The Dow Jones Industrial Average fell 36 points, or 0.2%, to 17813 in midday trading. The S&P 500 index lost seven points, or 0.3%, to 2086. The Nasdaq Composite Index fell 23 points, or 0.4%, to 5046.

The declines follow three consecutive weeks of losses for the Dow industrials through Friday, while the S&P and Nasdaq have notched two straight weeks of declines. The pullback has left the blue-chip index 2.5% below its May 19 record close of 18312.39, as investors considered mixed economic readings and what it means for an eventual increase in U.S. interest rates.

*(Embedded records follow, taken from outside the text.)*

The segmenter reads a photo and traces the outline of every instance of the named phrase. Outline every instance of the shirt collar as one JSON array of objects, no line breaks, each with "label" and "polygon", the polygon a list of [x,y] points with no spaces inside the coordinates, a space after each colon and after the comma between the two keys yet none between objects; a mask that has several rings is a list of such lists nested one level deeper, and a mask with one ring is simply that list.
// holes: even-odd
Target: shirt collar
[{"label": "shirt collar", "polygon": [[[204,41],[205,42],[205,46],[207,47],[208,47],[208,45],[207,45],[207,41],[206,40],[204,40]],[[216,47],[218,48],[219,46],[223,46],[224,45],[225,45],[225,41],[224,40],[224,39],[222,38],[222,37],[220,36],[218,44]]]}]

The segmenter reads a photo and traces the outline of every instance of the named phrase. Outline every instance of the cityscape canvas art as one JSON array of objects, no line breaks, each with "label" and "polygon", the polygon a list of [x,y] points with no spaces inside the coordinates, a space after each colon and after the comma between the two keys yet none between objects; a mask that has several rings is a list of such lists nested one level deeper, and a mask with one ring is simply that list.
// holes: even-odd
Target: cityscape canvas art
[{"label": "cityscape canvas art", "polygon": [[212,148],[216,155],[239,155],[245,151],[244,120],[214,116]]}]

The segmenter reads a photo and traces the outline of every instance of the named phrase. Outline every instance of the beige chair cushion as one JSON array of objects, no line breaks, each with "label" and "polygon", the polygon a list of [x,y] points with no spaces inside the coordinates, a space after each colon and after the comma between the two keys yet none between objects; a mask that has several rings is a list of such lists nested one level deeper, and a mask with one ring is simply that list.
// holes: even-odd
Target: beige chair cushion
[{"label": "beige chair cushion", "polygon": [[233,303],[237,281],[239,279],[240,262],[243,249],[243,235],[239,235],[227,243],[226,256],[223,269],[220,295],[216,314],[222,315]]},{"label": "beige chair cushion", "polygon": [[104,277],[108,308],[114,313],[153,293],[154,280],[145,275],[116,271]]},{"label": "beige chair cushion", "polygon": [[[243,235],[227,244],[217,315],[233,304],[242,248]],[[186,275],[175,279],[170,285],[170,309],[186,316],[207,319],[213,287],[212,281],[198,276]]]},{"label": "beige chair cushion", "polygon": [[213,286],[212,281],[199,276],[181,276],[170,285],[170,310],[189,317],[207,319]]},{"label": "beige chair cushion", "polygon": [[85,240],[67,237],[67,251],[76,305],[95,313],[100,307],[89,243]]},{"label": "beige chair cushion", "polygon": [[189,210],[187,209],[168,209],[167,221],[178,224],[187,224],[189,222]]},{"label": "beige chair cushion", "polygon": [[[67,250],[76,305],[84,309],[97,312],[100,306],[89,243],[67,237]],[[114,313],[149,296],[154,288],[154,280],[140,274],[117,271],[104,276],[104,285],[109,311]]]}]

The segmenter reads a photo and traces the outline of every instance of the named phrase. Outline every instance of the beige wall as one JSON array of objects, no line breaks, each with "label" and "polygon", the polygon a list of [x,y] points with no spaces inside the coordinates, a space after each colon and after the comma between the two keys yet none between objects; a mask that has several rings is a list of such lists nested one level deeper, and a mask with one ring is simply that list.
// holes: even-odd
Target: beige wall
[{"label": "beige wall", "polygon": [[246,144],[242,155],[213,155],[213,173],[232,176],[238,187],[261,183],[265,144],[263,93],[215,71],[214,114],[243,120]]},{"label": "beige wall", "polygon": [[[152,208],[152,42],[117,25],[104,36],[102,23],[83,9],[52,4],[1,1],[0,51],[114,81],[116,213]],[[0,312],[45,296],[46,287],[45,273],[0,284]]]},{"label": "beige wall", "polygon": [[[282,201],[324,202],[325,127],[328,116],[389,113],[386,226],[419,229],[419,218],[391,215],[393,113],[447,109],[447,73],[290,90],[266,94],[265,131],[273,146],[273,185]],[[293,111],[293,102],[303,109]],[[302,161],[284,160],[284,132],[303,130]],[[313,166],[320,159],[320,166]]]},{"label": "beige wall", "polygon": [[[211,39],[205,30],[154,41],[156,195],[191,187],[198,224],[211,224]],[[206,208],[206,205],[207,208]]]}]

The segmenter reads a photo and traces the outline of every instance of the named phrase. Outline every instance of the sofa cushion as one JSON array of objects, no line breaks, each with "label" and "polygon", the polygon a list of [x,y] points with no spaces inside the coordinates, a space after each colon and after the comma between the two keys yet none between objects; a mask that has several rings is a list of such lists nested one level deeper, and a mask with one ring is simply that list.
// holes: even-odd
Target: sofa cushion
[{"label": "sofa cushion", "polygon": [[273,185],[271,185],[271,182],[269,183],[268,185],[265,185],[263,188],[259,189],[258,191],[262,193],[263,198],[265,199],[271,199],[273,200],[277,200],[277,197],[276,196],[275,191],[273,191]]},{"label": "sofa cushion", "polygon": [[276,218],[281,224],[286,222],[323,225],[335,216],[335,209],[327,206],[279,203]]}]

Among investors’ worries is the likely liftoff in interest rates. The robust May jobs report, released Friday, bolstered expectations the Federal Reserve will begin raising short-term rates later this year. The report sparked a selloff in the bond market that sent the yield on the 10-year Treasury to its highest level in eight months on Friday.

But major stock benchmarks are still not far from record highs reached just last month, and many investors remain content to sit on their existing portfolios for now, traders said.

“Eyes are on the bond market, eyes are on Greece, eyes are on any potential [merger] activity. Otherwise there’s not a heck of a lot” moving stocks, said Dan McMahon, director of institutional equity trading at Raymond James in New York. “Volume has been fairly anemic.”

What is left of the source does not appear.